10. En dernier lieu, en admettant que les faits mentionnés dans l’arrêté contesté, à savoir que l’intéressé « a été interpellé pour des faits d’usage de faux documents administratifs constatant un droit, une identité ou une qualité ou accordant une autorisation », en l’occurrence pour avoir utilisé une fausse carte d’identité belge, ne suffisent pas à caractériser une menace pour l’ordre public, il résulte de l’instruction que le préfet de la Seine-Saint-Denis aurait pris la même mesure en se fondant seulement sur les autres motifs qu’il a retenus, en particulier le fait que M. A est entré et a séjourné irrégulièrement sur le territoire français et y a travaillé sans autorisation. En outre, le requérant ne démontre, ni n’allègue d’ailleurs, aucune circonstance humanitaire de nature à faire obstacle au prononcé d’une interdiction de retour qui doit assortir en principe, en application des dispositions de l’article L. 612-6 du code de l’entrée et du séjour des étrangers et du droit d’asile, l’obligation faite à un ressortissant étranger de quitter le territoire français sans délai. En particulier, ainsi qu’il a été dit au point 6, l’intéressé, qui est entré et s’est maintenu irrégulièrement sur le territoire et qui a fait usage d’une fausse carte d’identité, ne justifie ni d’une durée de séjour significative, ni d’une insertion professionnelle stable et ancienne en France, ni d’aucune circonstance particulière de nature à faire obstacle à ce qu’il poursuive normalement sa vie privée et familiale au Sénégal où résident son épouse et ses trois enfants et où lui-même a vécu jusqu’à l’âge de 32 ans. Par suite, en se fondant, notamment, sur les conditions irrégulières de son séjour en France, le préfet de la Seine-Saint-Denis a pu, sans entacher sa décision d’une erreur d’appréciation, prononcer à son encontre une interdiction de retour d’une durée de douze mois.
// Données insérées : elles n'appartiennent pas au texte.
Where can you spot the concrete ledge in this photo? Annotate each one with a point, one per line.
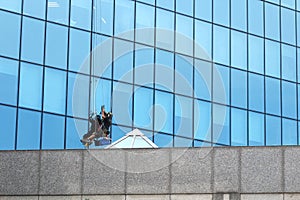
(175, 172)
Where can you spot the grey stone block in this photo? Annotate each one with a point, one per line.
(191, 197)
(261, 170)
(147, 197)
(104, 197)
(148, 171)
(262, 197)
(60, 172)
(218, 197)
(226, 170)
(191, 171)
(19, 172)
(104, 172)
(60, 198)
(19, 197)
(234, 196)
(292, 169)
(291, 196)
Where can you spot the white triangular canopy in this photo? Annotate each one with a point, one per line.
(133, 139)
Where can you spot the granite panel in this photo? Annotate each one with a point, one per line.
(148, 171)
(226, 170)
(104, 172)
(19, 172)
(261, 170)
(191, 171)
(60, 172)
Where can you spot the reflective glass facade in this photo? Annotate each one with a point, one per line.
(186, 73)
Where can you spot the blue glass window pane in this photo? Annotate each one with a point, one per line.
(124, 18)
(74, 133)
(29, 126)
(298, 64)
(256, 92)
(273, 129)
(203, 9)
(8, 127)
(182, 142)
(163, 112)
(273, 96)
(272, 21)
(238, 14)
(53, 132)
(289, 105)
(183, 116)
(272, 51)
(288, 26)
(31, 82)
(185, 7)
(183, 75)
(123, 63)
(103, 16)
(298, 100)
(79, 49)
(9, 79)
(82, 88)
(58, 11)
(33, 33)
(143, 112)
(221, 45)
(144, 66)
(255, 17)
(202, 82)
(12, 5)
(145, 19)
(103, 95)
(238, 88)
(288, 3)
(288, 62)
(119, 132)
(256, 54)
(221, 12)
(221, 120)
(10, 38)
(163, 140)
(102, 55)
(203, 40)
(256, 129)
(238, 127)
(165, 21)
(202, 120)
(238, 49)
(122, 103)
(289, 132)
(35, 8)
(81, 14)
(220, 83)
(164, 68)
(56, 46)
(298, 27)
(184, 27)
(167, 4)
(55, 91)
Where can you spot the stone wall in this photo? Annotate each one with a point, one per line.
(218, 173)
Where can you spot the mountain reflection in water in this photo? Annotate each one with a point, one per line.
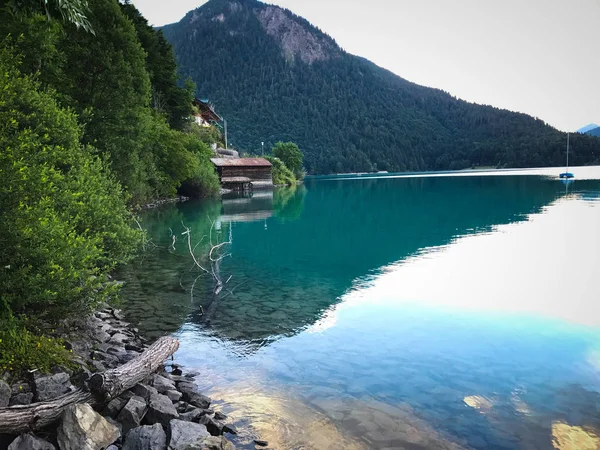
(450, 312)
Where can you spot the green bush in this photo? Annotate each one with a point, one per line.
(21, 350)
(281, 174)
(63, 220)
(291, 156)
(204, 181)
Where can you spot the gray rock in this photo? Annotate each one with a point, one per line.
(147, 437)
(213, 426)
(196, 399)
(47, 387)
(84, 429)
(187, 435)
(174, 395)
(119, 339)
(97, 366)
(24, 398)
(5, 393)
(143, 390)
(30, 442)
(187, 386)
(220, 416)
(114, 407)
(160, 410)
(162, 384)
(132, 413)
(191, 416)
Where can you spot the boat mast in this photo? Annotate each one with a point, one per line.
(567, 153)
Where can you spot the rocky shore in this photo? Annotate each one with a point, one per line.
(165, 411)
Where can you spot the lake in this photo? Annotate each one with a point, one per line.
(395, 312)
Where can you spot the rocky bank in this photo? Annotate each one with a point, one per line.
(165, 411)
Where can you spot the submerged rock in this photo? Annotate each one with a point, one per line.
(187, 435)
(147, 437)
(30, 442)
(82, 428)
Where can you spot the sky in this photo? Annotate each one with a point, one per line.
(540, 57)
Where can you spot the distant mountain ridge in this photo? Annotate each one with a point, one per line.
(594, 132)
(274, 76)
(587, 128)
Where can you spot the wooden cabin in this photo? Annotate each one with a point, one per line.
(206, 115)
(244, 173)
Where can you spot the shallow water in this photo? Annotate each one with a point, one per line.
(420, 312)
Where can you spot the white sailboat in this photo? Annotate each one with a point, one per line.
(566, 174)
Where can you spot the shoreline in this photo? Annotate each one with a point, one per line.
(165, 407)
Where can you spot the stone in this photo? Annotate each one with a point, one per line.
(160, 410)
(220, 416)
(47, 387)
(5, 394)
(84, 429)
(147, 437)
(196, 399)
(187, 435)
(187, 386)
(119, 339)
(162, 384)
(143, 390)
(213, 426)
(114, 407)
(174, 395)
(30, 442)
(191, 416)
(132, 413)
(24, 398)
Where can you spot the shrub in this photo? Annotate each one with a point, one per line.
(63, 220)
(281, 174)
(291, 156)
(22, 350)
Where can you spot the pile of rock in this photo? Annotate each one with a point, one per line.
(164, 411)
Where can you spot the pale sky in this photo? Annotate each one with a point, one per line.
(540, 57)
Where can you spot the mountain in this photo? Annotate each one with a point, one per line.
(274, 77)
(587, 128)
(593, 132)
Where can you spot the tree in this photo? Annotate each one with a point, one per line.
(290, 154)
(63, 220)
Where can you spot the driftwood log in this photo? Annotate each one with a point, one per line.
(102, 388)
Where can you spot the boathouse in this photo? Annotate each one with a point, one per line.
(205, 115)
(244, 173)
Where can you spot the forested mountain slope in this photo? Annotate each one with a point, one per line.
(275, 77)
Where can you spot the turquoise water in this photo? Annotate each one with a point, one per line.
(398, 312)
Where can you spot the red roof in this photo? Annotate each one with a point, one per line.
(240, 162)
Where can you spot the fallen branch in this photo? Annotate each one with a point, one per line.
(102, 388)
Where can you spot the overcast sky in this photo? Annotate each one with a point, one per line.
(541, 57)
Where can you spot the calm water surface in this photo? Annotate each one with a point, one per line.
(390, 313)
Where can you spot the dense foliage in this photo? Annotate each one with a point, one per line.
(281, 174)
(594, 132)
(63, 220)
(291, 156)
(346, 113)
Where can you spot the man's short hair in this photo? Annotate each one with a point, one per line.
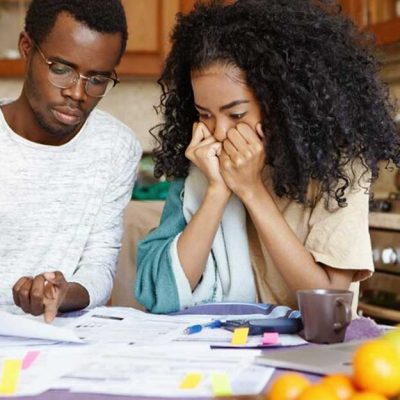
(105, 16)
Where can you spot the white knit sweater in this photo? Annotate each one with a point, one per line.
(61, 206)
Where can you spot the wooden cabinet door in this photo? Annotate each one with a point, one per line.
(149, 24)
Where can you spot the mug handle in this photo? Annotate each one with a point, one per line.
(345, 316)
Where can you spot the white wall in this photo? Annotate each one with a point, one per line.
(131, 101)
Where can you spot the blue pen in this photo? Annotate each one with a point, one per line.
(199, 327)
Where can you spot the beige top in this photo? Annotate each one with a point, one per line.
(337, 237)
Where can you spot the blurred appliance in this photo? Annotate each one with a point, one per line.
(380, 294)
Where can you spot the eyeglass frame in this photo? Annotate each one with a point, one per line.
(78, 74)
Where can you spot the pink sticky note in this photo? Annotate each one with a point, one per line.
(270, 338)
(29, 358)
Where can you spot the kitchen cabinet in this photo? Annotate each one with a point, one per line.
(381, 17)
(149, 24)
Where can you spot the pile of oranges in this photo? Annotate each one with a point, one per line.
(376, 376)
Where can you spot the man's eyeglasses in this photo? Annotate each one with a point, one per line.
(64, 76)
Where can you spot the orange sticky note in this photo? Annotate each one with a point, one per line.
(221, 384)
(240, 336)
(10, 377)
(191, 380)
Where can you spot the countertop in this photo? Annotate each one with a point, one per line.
(384, 220)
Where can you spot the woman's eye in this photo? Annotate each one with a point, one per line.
(204, 116)
(238, 116)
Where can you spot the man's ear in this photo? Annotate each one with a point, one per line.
(25, 45)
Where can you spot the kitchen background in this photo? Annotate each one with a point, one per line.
(132, 101)
(149, 23)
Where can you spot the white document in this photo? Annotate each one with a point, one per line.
(158, 371)
(23, 326)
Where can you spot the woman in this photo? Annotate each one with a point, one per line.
(274, 124)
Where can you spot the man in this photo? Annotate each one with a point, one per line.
(67, 170)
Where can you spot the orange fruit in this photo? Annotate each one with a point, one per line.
(393, 336)
(376, 367)
(341, 384)
(288, 386)
(318, 391)
(366, 395)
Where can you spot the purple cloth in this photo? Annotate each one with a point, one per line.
(362, 328)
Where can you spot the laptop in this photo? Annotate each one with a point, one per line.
(318, 359)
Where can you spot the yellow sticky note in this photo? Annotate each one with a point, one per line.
(191, 380)
(240, 336)
(10, 377)
(221, 384)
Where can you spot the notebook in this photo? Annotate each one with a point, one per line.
(318, 359)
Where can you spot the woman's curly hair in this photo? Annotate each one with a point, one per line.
(315, 78)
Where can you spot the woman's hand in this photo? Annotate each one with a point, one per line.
(242, 160)
(204, 151)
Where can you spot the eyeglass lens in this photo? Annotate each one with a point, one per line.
(64, 76)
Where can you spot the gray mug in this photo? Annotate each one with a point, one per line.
(326, 313)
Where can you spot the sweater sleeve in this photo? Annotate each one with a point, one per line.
(156, 286)
(96, 268)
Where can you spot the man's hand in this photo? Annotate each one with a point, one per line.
(42, 294)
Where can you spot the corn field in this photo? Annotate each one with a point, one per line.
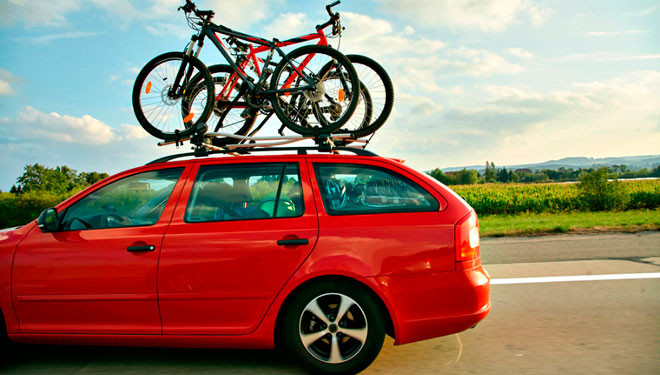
(508, 199)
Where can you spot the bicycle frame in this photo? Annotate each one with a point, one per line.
(211, 31)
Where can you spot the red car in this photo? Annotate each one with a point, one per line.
(322, 253)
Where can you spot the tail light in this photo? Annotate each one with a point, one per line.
(467, 238)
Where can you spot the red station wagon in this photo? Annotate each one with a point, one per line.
(322, 253)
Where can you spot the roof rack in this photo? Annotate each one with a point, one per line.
(204, 147)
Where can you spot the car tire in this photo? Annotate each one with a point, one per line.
(334, 327)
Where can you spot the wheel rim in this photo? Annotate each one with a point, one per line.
(333, 328)
(162, 111)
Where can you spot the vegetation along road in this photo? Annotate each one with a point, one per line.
(561, 304)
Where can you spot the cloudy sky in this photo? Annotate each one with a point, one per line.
(510, 81)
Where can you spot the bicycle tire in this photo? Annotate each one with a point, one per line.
(307, 114)
(162, 115)
(374, 78)
(225, 117)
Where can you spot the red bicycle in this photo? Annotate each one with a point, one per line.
(313, 90)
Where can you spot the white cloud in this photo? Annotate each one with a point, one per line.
(33, 13)
(378, 38)
(180, 30)
(240, 14)
(519, 52)
(66, 129)
(631, 58)
(36, 12)
(82, 143)
(463, 61)
(649, 10)
(66, 35)
(613, 33)
(7, 79)
(483, 15)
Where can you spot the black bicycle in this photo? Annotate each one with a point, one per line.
(313, 90)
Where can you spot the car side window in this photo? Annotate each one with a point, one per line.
(350, 189)
(245, 192)
(136, 200)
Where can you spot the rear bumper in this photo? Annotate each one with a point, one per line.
(436, 304)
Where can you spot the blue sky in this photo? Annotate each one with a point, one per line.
(509, 81)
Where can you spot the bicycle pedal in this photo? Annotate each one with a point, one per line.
(247, 113)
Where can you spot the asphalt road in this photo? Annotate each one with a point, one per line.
(569, 327)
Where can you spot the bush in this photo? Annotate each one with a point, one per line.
(600, 194)
(20, 209)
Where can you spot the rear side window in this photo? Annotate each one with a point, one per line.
(361, 189)
(245, 192)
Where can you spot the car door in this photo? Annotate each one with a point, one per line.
(97, 273)
(246, 228)
(390, 216)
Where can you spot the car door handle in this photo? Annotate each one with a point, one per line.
(297, 241)
(141, 248)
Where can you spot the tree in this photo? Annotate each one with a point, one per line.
(440, 176)
(490, 174)
(467, 177)
(503, 175)
(600, 194)
(61, 179)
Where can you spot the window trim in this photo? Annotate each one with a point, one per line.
(62, 214)
(284, 166)
(435, 204)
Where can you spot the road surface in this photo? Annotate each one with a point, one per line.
(557, 326)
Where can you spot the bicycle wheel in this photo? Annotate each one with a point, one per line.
(376, 97)
(327, 106)
(228, 115)
(166, 114)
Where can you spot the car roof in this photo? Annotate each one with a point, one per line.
(300, 151)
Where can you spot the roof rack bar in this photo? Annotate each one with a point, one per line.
(219, 150)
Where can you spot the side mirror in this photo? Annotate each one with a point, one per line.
(48, 220)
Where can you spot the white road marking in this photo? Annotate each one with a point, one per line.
(559, 279)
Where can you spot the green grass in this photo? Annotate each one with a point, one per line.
(572, 222)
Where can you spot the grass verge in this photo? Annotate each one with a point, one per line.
(576, 222)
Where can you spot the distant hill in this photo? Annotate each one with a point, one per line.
(634, 163)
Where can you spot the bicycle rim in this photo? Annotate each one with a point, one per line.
(164, 113)
(327, 106)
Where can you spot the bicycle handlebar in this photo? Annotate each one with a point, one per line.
(334, 19)
(328, 8)
(191, 7)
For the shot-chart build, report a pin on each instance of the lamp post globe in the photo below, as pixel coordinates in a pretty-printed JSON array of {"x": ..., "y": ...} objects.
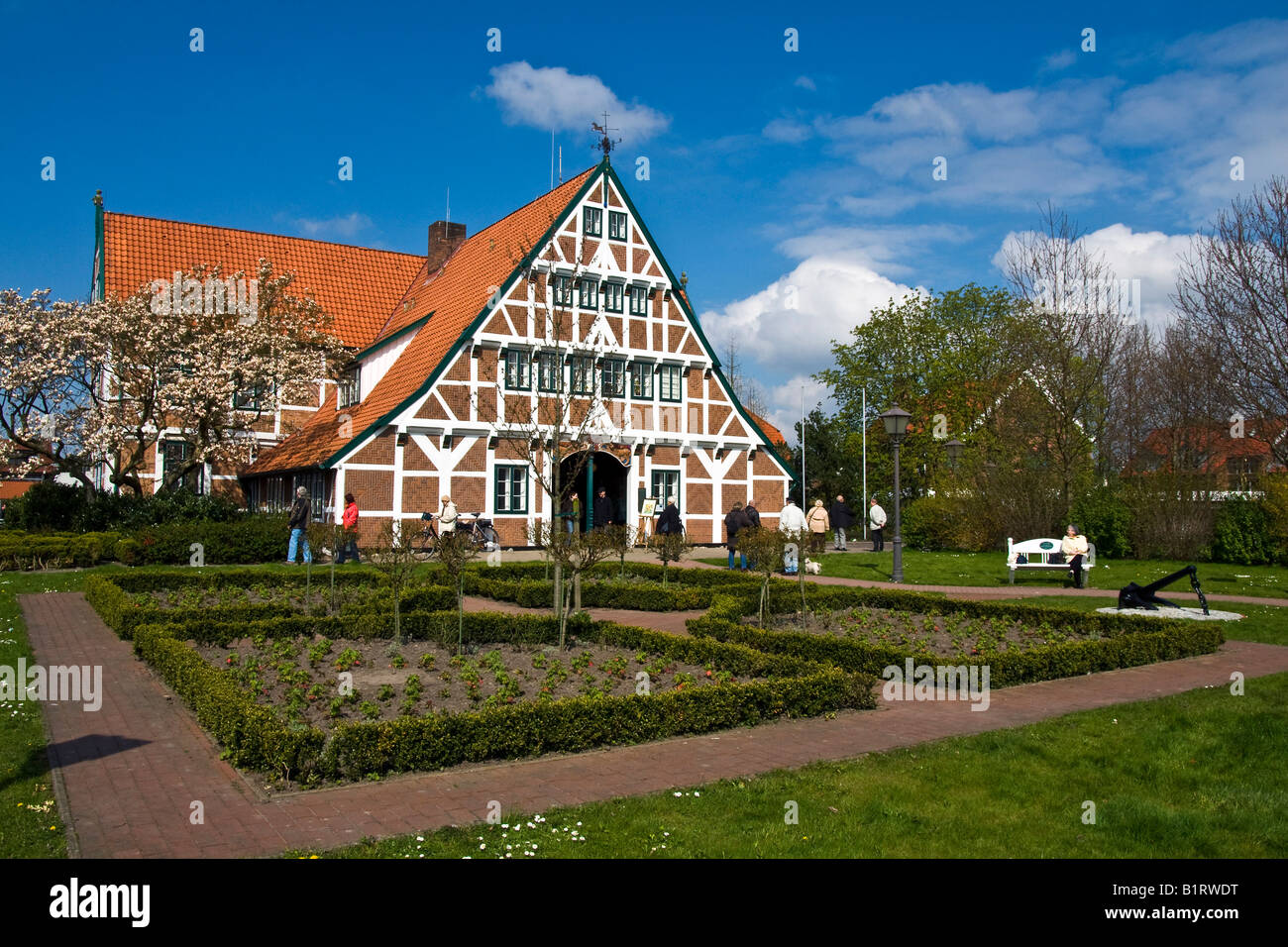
[{"x": 896, "y": 421}]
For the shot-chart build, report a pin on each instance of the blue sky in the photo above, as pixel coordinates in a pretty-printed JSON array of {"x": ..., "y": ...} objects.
[{"x": 773, "y": 174}]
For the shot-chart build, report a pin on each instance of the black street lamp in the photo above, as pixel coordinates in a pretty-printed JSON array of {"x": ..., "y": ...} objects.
[{"x": 897, "y": 427}]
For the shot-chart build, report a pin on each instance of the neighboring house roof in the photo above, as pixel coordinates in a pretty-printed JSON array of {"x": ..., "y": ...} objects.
[
  {"x": 1212, "y": 447},
  {"x": 355, "y": 285},
  {"x": 452, "y": 298}
]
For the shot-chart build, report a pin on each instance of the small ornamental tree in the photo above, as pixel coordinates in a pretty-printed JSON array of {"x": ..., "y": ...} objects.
[
  {"x": 764, "y": 549},
  {"x": 621, "y": 540},
  {"x": 397, "y": 561},
  {"x": 456, "y": 549},
  {"x": 581, "y": 553},
  {"x": 669, "y": 547}
]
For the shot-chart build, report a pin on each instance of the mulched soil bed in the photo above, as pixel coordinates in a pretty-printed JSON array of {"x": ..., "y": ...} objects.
[
  {"x": 303, "y": 677},
  {"x": 949, "y": 635}
]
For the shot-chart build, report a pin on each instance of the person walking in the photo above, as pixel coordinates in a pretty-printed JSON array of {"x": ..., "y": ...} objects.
[
  {"x": 349, "y": 536},
  {"x": 842, "y": 518},
  {"x": 670, "y": 522},
  {"x": 876, "y": 522},
  {"x": 572, "y": 512},
  {"x": 734, "y": 522},
  {"x": 603, "y": 512},
  {"x": 818, "y": 523},
  {"x": 791, "y": 522},
  {"x": 1074, "y": 548},
  {"x": 301, "y": 512},
  {"x": 447, "y": 515}
]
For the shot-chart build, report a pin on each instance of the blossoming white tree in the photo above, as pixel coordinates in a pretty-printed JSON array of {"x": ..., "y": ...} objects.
[{"x": 99, "y": 384}]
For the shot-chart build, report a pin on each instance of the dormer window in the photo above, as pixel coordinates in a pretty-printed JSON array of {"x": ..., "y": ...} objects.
[
  {"x": 348, "y": 392},
  {"x": 616, "y": 226}
]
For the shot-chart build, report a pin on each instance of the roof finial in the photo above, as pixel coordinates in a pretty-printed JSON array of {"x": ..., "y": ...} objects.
[{"x": 605, "y": 144}]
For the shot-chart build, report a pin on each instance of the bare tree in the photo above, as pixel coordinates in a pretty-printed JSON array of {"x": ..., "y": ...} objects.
[
  {"x": 1232, "y": 291},
  {"x": 1074, "y": 304}
]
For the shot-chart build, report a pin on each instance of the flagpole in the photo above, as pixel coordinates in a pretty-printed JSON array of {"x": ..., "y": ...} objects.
[
  {"x": 803, "y": 447},
  {"x": 863, "y": 504}
]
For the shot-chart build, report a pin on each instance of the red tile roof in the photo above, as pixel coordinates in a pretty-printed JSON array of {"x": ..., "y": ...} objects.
[
  {"x": 456, "y": 294},
  {"x": 769, "y": 431},
  {"x": 357, "y": 286}
]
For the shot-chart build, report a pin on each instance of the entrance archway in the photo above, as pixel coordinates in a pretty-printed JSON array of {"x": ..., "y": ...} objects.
[{"x": 600, "y": 471}]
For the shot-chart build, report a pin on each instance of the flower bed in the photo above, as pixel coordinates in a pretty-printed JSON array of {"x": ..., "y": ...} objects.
[
  {"x": 185, "y": 646},
  {"x": 1019, "y": 643}
]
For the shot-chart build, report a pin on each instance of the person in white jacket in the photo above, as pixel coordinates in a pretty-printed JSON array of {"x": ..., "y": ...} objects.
[{"x": 791, "y": 521}]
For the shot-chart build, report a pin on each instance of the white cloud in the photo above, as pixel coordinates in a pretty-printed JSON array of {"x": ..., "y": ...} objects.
[
  {"x": 347, "y": 227},
  {"x": 786, "y": 131},
  {"x": 785, "y": 401},
  {"x": 791, "y": 324},
  {"x": 1059, "y": 60},
  {"x": 555, "y": 98}
]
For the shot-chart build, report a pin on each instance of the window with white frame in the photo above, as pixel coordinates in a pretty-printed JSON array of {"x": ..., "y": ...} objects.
[
  {"x": 563, "y": 290},
  {"x": 614, "y": 377},
  {"x": 511, "y": 488},
  {"x": 666, "y": 483},
  {"x": 549, "y": 371},
  {"x": 583, "y": 373},
  {"x": 642, "y": 380},
  {"x": 616, "y": 224},
  {"x": 670, "y": 377},
  {"x": 349, "y": 388},
  {"x": 518, "y": 369},
  {"x": 639, "y": 300},
  {"x": 613, "y": 296}
]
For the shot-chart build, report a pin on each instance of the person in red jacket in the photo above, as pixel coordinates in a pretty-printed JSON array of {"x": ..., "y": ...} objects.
[{"x": 349, "y": 538}]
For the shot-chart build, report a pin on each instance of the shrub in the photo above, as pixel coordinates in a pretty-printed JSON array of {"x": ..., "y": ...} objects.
[
  {"x": 1241, "y": 534},
  {"x": 1106, "y": 519},
  {"x": 931, "y": 523}
]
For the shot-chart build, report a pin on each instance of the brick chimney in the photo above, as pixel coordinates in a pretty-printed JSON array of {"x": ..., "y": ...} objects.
[{"x": 443, "y": 240}]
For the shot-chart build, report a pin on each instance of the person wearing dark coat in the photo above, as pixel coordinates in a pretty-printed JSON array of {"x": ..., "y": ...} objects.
[
  {"x": 670, "y": 522},
  {"x": 301, "y": 510},
  {"x": 735, "y": 522},
  {"x": 603, "y": 510},
  {"x": 842, "y": 518}
]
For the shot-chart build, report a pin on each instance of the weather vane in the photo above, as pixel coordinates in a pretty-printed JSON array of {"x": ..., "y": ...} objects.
[{"x": 605, "y": 144}]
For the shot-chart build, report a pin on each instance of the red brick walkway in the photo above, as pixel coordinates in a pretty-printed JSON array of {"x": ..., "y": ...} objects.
[{"x": 130, "y": 772}]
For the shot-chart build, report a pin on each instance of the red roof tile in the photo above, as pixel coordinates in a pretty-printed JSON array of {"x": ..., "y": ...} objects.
[
  {"x": 357, "y": 286},
  {"x": 456, "y": 294}
]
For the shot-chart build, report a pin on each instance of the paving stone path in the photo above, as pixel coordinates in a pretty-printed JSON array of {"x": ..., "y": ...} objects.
[{"x": 129, "y": 774}]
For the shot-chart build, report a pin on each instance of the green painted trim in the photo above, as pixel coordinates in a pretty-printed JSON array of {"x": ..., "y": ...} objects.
[
  {"x": 476, "y": 324},
  {"x": 697, "y": 326},
  {"x": 380, "y": 343},
  {"x": 496, "y": 493}
]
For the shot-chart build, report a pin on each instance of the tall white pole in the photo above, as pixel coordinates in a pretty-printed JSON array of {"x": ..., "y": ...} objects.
[
  {"x": 803, "y": 449},
  {"x": 863, "y": 505}
]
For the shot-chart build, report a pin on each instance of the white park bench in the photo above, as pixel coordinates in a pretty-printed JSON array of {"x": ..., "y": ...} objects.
[{"x": 1043, "y": 554}]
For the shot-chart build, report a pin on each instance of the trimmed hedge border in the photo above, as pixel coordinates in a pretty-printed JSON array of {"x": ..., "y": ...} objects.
[
  {"x": 1127, "y": 641},
  {"x": 256, "y": 737}
]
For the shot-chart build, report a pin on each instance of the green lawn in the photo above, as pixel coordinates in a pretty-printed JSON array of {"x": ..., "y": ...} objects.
[
  {"x": 990, "y": 569},
  {"x": 30, "y": 823},
  {"x": 1192, "y": 776}
]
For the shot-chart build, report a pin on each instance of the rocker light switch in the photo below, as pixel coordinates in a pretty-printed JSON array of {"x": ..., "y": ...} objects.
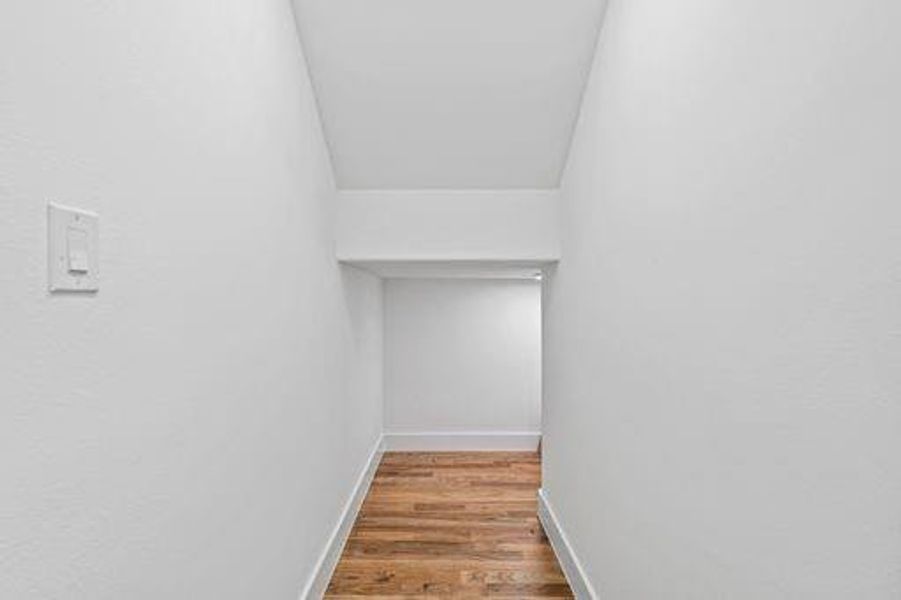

11. Il résulte de tout ce qui précède que la requête de M. A est manifestement dépourvue de fondement. Par suite, il y a lieu de la rejeter en application des dispositions précitées de l’article R. 222-1 du code de justice administrative, y compris ses conclusions à fin d’injonction et celles portant sur les frais liés au litige.
O R D O N N E :
Article 1er : La requête de M. A est rejetée.
Article 2 : La présente ordonnance sera notifiée à M. B A.
Copie en sera adressée au préfet de la Seine-Saint-Denis.
Fait à Paris, le 24 juillet 2025.
Le président assesseur de la 6ème chambre,
R. d’HAËM
La République mande et ordonne au ministre d’Etat, ministre de l’intérieur en ce qui le concerne ou à tous commissaires de justice à ce requis en ce qui concerne les voies de droit commun contre les parties privées, de pourvoir à l’exécution de la présente décision.